As an educator, I enjoy learning about education systems in other countries in an effort to help my school get better. As a father, I try to apply many of these same strategies to parenthood.
The Smartest Kids in the World: and How they Got that Way by Amanda Ripley is an excellent book on world wide education systems that is full of wisdom we can apply to parenting as well.
I hope you enjoy my summary of the book and find it’s wisdom beneficial.
“Why were some kids learning so much and others so very little?”. This question has appeared and reappeared many times in the history of education. Educational reformers pose this question nationally as well as internationally.
All countries provide an education for their children, but the effectiveness of this education is vastly different from country to country. It even varies significantly within the same country, especially here in the U.S. Ripley set out to discover reasons for the discrepancies.
Why is education improving in some countries but getting worse in others? Why is the performance of American students remaining flat while the performance of students in other countries is improving?
In an attempt to answer these questions, Ripley chronicled the life of three American students as they studied abroad as exchange students in Finland, South Korea, and Poland.
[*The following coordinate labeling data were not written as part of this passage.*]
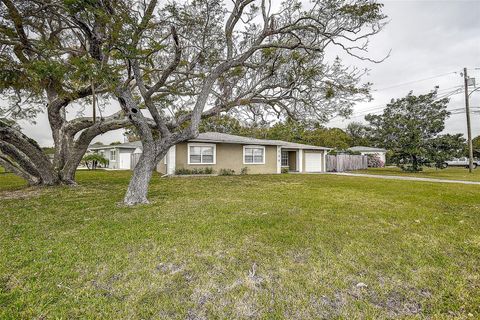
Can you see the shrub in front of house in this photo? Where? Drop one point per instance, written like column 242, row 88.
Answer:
column 226, row 172
column 184, row 171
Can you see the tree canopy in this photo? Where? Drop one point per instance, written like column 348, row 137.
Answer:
column 410, row 127
column 55, row 58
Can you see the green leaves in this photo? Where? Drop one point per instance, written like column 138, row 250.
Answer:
column 410, row 127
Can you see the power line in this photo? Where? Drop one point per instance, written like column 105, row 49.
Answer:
column 414, row 81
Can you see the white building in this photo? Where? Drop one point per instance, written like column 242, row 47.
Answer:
column 119, row 156
column 370, row 151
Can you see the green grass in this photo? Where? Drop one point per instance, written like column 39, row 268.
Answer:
column 268, row 247
column 454, row 173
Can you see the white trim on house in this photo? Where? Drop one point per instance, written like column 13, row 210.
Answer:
column 324, row 161
column 255, row 147
column 115, row 153
column 279, row 159
column 300, row 160
column 171, row 159
column 195, row 144
column 313, row 162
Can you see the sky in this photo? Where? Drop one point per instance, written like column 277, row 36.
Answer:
column 430, row 42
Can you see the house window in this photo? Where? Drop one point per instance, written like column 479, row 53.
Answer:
column 201, row 154
column 284, row 158
column 113, row 155
column 253, row 155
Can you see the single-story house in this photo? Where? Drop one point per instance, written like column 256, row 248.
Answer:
column 224, row 151
column 369, row 150
column 119, row 156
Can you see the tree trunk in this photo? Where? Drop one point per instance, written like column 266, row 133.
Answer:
column 142, row 174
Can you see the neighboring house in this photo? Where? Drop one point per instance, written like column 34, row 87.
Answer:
column 369, row 150
column 225, row 151
column 119, row 156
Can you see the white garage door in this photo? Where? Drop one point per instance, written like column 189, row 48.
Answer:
column 124, row 160
column 313, row 162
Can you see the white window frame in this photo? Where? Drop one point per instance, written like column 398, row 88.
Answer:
column 113, row 151
column 281, row 159
column 256, row 147
column 202, row 145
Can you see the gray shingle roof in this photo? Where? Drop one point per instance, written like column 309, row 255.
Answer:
column 230, row 138
column 366, row 149
column 127, row 145
column 217, row 137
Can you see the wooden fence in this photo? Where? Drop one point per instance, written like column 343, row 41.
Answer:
column 346, row 162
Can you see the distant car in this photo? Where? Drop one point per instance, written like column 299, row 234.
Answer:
column 460, row 162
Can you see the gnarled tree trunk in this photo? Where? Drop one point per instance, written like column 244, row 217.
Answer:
column 142, row 174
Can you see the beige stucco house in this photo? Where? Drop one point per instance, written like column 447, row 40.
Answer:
column 379, row 152
column 225, row 151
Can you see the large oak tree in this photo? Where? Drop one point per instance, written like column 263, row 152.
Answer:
column 187, row 60
column 54, row 58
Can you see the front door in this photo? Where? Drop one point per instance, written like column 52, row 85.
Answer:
column 313, row 162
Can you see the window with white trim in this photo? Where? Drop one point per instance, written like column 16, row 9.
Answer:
column 253, row 155
column 201, row 154
column 284, row 158
column 113, row 155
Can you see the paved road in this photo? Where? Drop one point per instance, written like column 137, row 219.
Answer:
column 378, row 176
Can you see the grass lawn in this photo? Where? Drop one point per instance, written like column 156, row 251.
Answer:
column 454, row 173
column 273, row 246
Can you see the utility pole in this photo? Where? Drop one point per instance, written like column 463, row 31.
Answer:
column 469, row 126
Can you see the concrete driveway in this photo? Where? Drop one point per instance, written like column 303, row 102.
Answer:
column 378, row 176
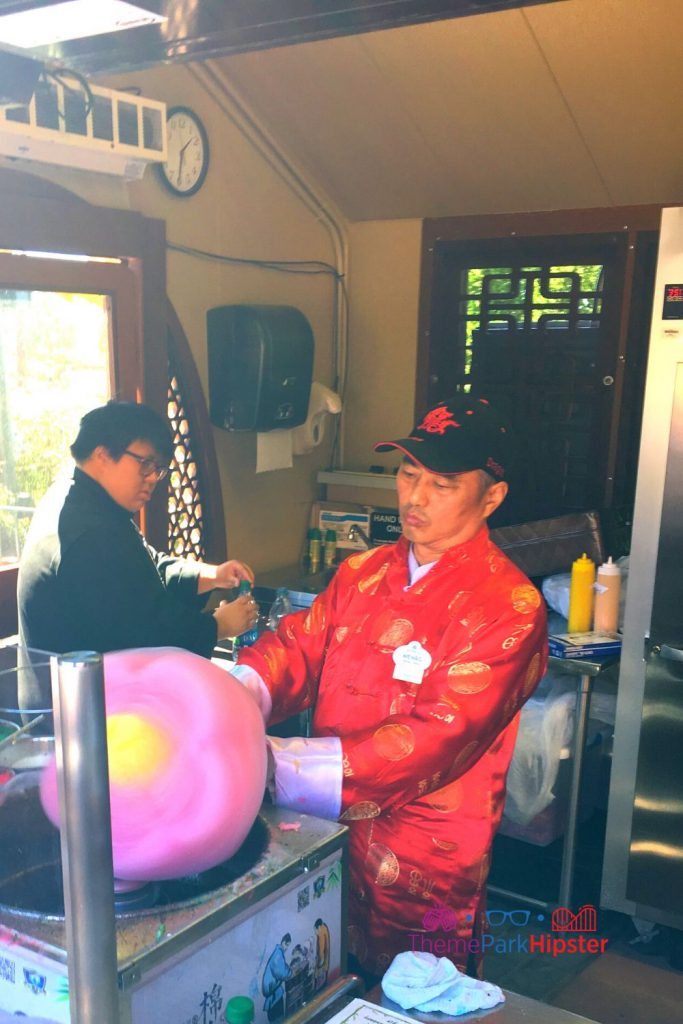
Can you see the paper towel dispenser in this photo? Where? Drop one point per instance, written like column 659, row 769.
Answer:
column 260, row 367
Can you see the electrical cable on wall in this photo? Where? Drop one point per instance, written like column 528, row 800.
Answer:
column 312, row 267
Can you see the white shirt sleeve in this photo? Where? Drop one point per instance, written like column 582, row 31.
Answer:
column 308, row 774
column 308, row 770
column 252, row 682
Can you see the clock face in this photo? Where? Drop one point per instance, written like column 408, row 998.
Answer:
column 187, row 162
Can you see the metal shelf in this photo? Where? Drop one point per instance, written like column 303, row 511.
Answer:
column 349, row 478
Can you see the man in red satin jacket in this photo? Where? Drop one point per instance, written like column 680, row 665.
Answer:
column 416, row 660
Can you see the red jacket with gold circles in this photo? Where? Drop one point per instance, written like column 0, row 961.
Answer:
column 424, row 764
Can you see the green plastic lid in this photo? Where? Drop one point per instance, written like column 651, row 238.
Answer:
column 240, row 1010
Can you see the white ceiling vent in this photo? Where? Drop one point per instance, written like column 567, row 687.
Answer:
column 87, row 127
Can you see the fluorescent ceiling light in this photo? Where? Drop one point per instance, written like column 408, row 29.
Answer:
column 73, row 19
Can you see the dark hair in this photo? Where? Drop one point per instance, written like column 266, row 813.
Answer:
column 116, row 425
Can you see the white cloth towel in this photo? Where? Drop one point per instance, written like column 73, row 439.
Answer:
column 428, row 983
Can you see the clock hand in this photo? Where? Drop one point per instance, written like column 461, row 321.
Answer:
column 182, row 157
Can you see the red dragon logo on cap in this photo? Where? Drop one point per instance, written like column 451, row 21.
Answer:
column 436, row 421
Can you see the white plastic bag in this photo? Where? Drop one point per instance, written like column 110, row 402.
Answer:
column 546, row 727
She also surveyed hundreds of exchange students in an attempt to understand the differences in an American education and one received in another country.
The results of the surveys and unique perspective of the three American exchange students studying abroad provided some enlightening, sometimes scary, yet hopeful insight into the state of education in America and around the world.
This summary highlights some key differences observed following the exchange students around the world and addresses some possible implications for American education.
Around the World
Ripley followed three exchange students as they travelled to new countries and experienced a vastly different education system. Kim escaped Oklahoma to study in Finland, Eric went from Minnesota to South Korea, and Tom left Pennsylvania for Poland.
All three of these countries are near the top of PISA rankings, but these exchange students experienced some of the same issues found in the American education system.
In Finland, Kim met “stoner” students and became friends with students who complained about school and teachers just like American students do. In South Korea, Eric was amazed to see students sleeping through class. Shops even sell a specially designed pillow that slips over the wrist and provides a cushion so students can get better sleep on their desks. In Poland, Tom hung out with students who smoked cigarettes and drank beer.
Teachers and parents can find these same issues in communities all across the United States. If the same problems exist in these other countries, why do their students perform better than American students do?
The answer is complicated, but three common themes appear in each of these countries. First, education is highly valued. Second, teachers are highly trained. Finally, students are required to complete rigorous and demanding work.
Finland, South Korea, and Poland do not follow the same recipe, but they achieve the same results. The students in these countries possess the critical thinking skills and knowledge necessary to be successful in the global economy of the 21st century. What do these countries know about education that the rest of the world is missing?
For one thing, education is highly valued in these countries. Students in Finland may complain about school and their teachers, but they show up to class, participate, and do quality work. When asked why they try so hard, one student replied, “How else will I graduate and go to university and get a good job”.
Students in South Korea spend so much time studying the government instituted a tutorial curfew. Government officials even work secret patrols to catch those breaking the curfew. Students in these high performing countries take their education seriously and they believe doing well in school is the key to a better future. As a result, they try hard to be successful.
American students could learn a lesson in effort from these students.
Not only do parents and students value education in these countries, governments do too. Standardized policies are in place to ensure success.
Becoming a teacher in these countries is hard and citizens respect teachers for completing the required certifications. Finland’s teacher training programs accept only 20% of qualified applicants and once accepted, students complete a six-year program to become a certified teacher. Contrast that with the system in the United States, where almost anyone with a college degree can become a teacher, no matter the quality of his or her education.
Finally, countries like Finland, South Korea, and Poland expect students to complete rigorous and demanding work. They fail if their work is not up to standard. Schools and teachers provide a great amount of assistance to struggling students, but they do not succeed based on effort.
Trying hard on an exam does not demonstrate mastery of the content. These international students understand failing is part of the learning process. They truly believe without failure, there is no improvement.
If the subject matter is always so easy that no one ever fails, no one improves. The same is not true for American schools. At some time in American education, it became a bad thing for school to be hard. It became worse for students to fail. Ripley’s surveys indicated “failure in American schools was demoralizing and to be avoided at all costs”.
American schools have many great things to offer our students, but if we want to continue to be a world leader, it is time for us to learn from what other, more successful countries are doing.